= Karl Jaberg =

Swiss linguist and dialectologist

Karl Jaberg (4 April 1877, in Langenthal - 30 May 1958, in Bern) was a Swiss linguist and dialectologist.

He studied Romance philology at the University of Bern, and furthered his education in Paris (1900/01), where his influences included Gaston Paris, Ferdinand Brunot and Jules Gilliéron. From 1901 to 1906 he worked as a teacher at the cantonal school in Aarau. In 1906 he obtained his habilitation at the University of Zürich, and from 1907 to 1945, taught classes in Romance philology and Italian language and literature at the University of Bern. From 1942 to 1948 he was director of the Glossaire des patois de la Suisse romande.

== Selected writings ==
With Jakob Jud, he was co-author of the immense Sprach- und Sachatlas Italiens und der Südschweiz ("Linguistic and ethnographic atlas of Italy and southern Switzerland"; 8 volumes, 1928–40).

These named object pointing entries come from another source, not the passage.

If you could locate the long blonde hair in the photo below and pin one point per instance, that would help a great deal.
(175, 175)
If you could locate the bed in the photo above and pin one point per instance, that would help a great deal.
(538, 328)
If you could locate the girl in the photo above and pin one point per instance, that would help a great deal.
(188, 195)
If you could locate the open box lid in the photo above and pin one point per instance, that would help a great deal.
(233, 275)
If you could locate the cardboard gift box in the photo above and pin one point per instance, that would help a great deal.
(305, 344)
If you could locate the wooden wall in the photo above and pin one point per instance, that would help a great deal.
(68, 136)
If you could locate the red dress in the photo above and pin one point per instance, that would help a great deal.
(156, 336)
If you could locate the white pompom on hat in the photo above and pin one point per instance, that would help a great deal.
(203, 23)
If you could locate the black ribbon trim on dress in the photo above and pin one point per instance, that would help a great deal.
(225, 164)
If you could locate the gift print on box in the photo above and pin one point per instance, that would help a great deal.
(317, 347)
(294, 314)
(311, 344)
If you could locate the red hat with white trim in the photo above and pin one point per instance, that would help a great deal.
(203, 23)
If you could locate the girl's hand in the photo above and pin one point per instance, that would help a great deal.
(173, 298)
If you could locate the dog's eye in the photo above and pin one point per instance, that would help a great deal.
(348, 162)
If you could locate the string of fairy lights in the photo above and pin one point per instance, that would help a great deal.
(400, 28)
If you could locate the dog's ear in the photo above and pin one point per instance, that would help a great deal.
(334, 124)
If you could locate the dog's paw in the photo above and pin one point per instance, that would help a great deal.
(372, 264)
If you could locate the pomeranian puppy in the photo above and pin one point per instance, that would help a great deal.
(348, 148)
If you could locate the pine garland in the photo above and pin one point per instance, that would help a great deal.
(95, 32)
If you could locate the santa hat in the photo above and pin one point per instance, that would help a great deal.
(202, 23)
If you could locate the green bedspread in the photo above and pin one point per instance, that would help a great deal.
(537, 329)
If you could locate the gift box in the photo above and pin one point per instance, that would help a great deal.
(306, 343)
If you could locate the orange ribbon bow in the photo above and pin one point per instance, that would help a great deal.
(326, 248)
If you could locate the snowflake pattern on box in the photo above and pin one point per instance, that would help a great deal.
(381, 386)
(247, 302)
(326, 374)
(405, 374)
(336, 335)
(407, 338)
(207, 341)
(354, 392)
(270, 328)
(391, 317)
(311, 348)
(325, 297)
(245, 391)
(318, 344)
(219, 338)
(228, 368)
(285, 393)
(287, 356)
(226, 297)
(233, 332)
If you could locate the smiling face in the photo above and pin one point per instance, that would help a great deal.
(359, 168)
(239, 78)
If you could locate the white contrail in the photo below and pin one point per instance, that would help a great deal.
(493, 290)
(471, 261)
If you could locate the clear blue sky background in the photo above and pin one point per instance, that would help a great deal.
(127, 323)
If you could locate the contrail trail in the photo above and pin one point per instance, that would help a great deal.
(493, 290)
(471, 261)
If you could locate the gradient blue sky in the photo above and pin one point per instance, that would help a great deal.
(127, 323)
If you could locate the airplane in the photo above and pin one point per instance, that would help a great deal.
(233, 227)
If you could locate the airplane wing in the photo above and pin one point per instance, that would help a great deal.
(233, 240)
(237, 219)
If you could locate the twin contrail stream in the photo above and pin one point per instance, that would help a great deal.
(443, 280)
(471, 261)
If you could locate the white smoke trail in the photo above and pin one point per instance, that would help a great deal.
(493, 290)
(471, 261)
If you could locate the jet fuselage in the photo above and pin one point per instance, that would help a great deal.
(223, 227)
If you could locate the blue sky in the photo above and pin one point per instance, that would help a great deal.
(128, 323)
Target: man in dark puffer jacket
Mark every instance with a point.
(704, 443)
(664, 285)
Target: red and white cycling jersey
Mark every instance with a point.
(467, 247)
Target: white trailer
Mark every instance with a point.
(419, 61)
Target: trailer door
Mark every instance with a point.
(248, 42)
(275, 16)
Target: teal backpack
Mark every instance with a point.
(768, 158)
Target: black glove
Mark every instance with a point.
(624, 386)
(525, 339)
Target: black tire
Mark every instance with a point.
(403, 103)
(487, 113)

Other written works by Jaberg include:
- Sprachgeographie, 1928 - Language geography.
- Sprachtradition und Sprachwandel, 1931 - Language tradition and language change.
- Aspects géographiques du langage : conférence faites au Collège de France, 1933 - Geographical aspects of language.
- Sprachwissenschaftliche Forschungen und Erlebnisse, 1937 - Linguistic research and experiences.